According to a report presented to the press on Thursday on Non-Tariff Barriers (NTBs), corruption along the northern corridor takes place at three levels namely, the police roadblock, the weighbridges and at the border gates.
The survey upon which the conclusions are based was carried out between July and November 2008, by Private Sector Federation (PSF).
The survey aimed at assessing the challenges importers and exporters in the region go through, while in the field was carried out along the northern and central corridor routes to the seaports of Mombasa and Dar-es Salaam.
“In all cases, an explicit bribe is never asked for-rather a small story is brought up to elicit the bribe. But for weighbridge you either pay it or get arrested and prosecuted,” says the report.
Surprisingly corruption is rampant in transit countries along the transport corridors with little or no corruption cases reported in the country.
“The moment truck drivers enter into Rwanda that is the end of corruption! They are stopped but whoever stops them does not ask for a bribe. They ask for other things like documents since we do not have weighbridges,” Emmanuel Hategeka, the Chief Executive Officer of PSF told journalists on Friday during a press briefing.
“In some countries like Kenya corruption is institutionalised,” he said.
He however added that though the study did not reveal any manifestations of corruption on the Rwanda side, this does not necessarily mean there are completely no cases of corruption.

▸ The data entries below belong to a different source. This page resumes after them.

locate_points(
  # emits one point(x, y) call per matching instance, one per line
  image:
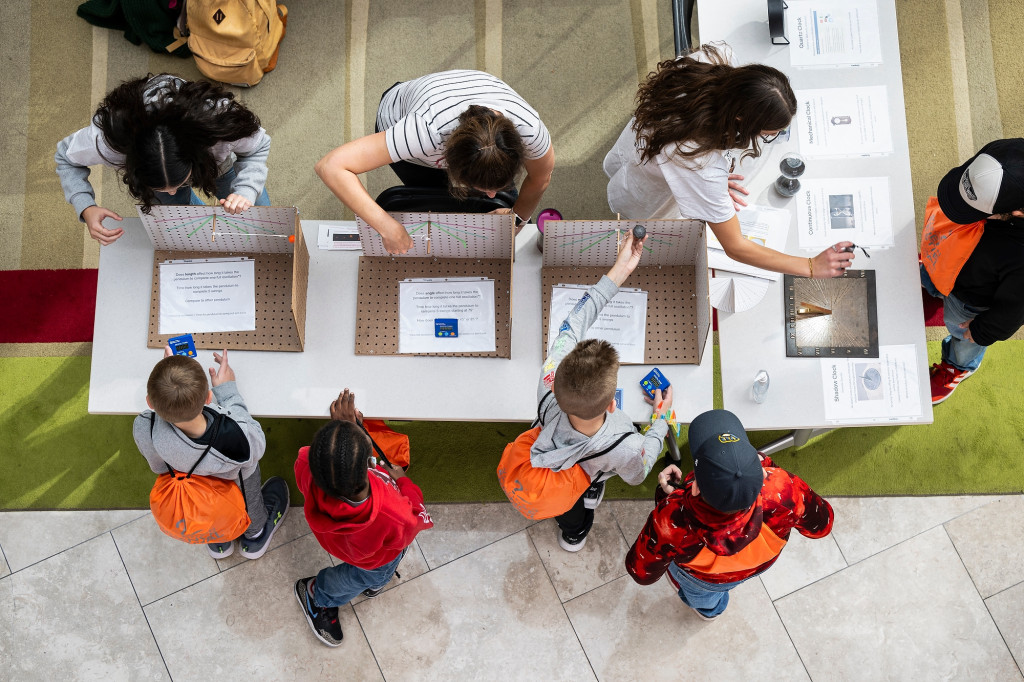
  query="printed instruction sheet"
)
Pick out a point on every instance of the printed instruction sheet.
point(834, 33)
point(207, 295)
point(872, 389)
point(623, 323)
point(762, 224)
point(844, 122)
point(851, 209)
point(446, 315)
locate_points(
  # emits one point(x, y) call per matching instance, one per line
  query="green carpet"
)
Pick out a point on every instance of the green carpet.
point(55, 456)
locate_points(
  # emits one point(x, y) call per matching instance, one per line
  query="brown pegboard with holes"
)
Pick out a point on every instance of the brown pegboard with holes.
point(275, 325)
point(674, 333)
point(377, 309)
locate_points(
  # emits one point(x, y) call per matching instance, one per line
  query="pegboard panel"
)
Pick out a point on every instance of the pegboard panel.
point(417, 226)
point(595, 243)
point(206, 228)
point(446, 236)
point(275, 328)
point(675, 335)
point(377, 308)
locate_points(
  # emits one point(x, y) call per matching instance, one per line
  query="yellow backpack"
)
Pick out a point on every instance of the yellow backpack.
point(235, 41)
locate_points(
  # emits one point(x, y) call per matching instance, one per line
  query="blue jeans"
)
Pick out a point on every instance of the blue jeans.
point(185, 196)
point(956, 350)
point(336, 586)
point(709, 598)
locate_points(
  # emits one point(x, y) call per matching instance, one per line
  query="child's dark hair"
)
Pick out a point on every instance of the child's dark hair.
point(484, 152)
point(339, 458)
point(711, 104)
point(166, 139)
point(585, 382)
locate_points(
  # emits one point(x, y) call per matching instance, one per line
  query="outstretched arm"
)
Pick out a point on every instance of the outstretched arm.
point(339, 170)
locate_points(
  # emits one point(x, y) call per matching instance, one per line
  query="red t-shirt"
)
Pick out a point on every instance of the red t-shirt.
point(370, 535)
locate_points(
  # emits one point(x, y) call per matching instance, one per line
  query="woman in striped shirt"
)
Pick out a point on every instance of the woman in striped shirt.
point(466, 130)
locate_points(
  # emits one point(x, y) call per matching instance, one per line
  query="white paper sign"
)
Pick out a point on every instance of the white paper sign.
point(207, 296)
point(834, 33)
point(844, 122)
point(623, 323)
point(882, 389)
point(853, 209)
point(761, 224)
point(422, 302)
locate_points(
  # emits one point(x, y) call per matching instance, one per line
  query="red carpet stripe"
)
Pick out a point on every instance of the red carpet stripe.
point(47, 306)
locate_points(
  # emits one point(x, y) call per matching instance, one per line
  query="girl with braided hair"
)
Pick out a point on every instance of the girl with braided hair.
point(165, 136)
point(364, 512)
point(696, 117)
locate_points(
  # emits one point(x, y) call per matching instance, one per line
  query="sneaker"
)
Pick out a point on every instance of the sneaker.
point(945, 378)
point(593, 496)
point(275, 499)
point(324, 622)
point(570, 544)
point(370, 594)
point(706, 617)
point(221, 550)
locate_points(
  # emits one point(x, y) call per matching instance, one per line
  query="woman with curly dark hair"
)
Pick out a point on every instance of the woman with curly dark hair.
point(696, 116)
point(465, 130)
point(166, 135)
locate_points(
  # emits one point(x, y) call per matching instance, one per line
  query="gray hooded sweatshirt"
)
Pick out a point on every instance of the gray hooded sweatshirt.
point(169, 445)
point(87, 147)
point(559, 445)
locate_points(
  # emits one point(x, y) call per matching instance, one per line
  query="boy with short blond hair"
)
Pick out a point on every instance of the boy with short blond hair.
point(577, 410)
point(183, 421)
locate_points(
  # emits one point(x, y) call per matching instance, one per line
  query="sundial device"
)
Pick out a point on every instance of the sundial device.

The report indicates that total petty bribery along the northern corridor equalled $193 on the Ugandan side and $703 on Kenyan side totalling to $897. On the export route alone this accounts for about 21 percent of the total shipping cost.
The cost is even higher on import route accounting for approximately $1,200.
Though the northern and central corridor account for 3/4 (three quarters) of Rwanda’s imports and exports, only 5 percent of the segment is in the country and 95 percent in Uganda, Kenya, Tanzania respectively.
“While lowering transport costs is imperative for a growth strategy based on exports, Rwanda is in a difficult position because 95 percent of its main import-export route lies outside of its direct policy jurisdiction,” Hategeka said.
The pioneer report on NTBs also highlights poor and impassable roads, congestion at both seaports and unnecessary delays at border posts and weighbridges as posing challenges to doing business in the region.
For instance, the report indicates that along the Northern Corridor, over 57 percent of the journey is spent stopping compared to 43 per cent of the driving time.
While so many NTBs along the transport corridors are key drivers of high transport costs, the report also underlines procedural barriers including acquisition of a series of documents. Notably getting all the seven documents before the beginning of the journey takes time between 2 to 3 days.
According to shipping companies interviewed in the report, daily parking fees for the trucks and waiting for the documents costs money losing approximately $400 per day.
The report notes, “The biggest problem in the case of Rwandese registered trucks right now is that they are not allowed to load goods from Kenya unless they get a clearance, signed and stamped by the Commissioner Customs.”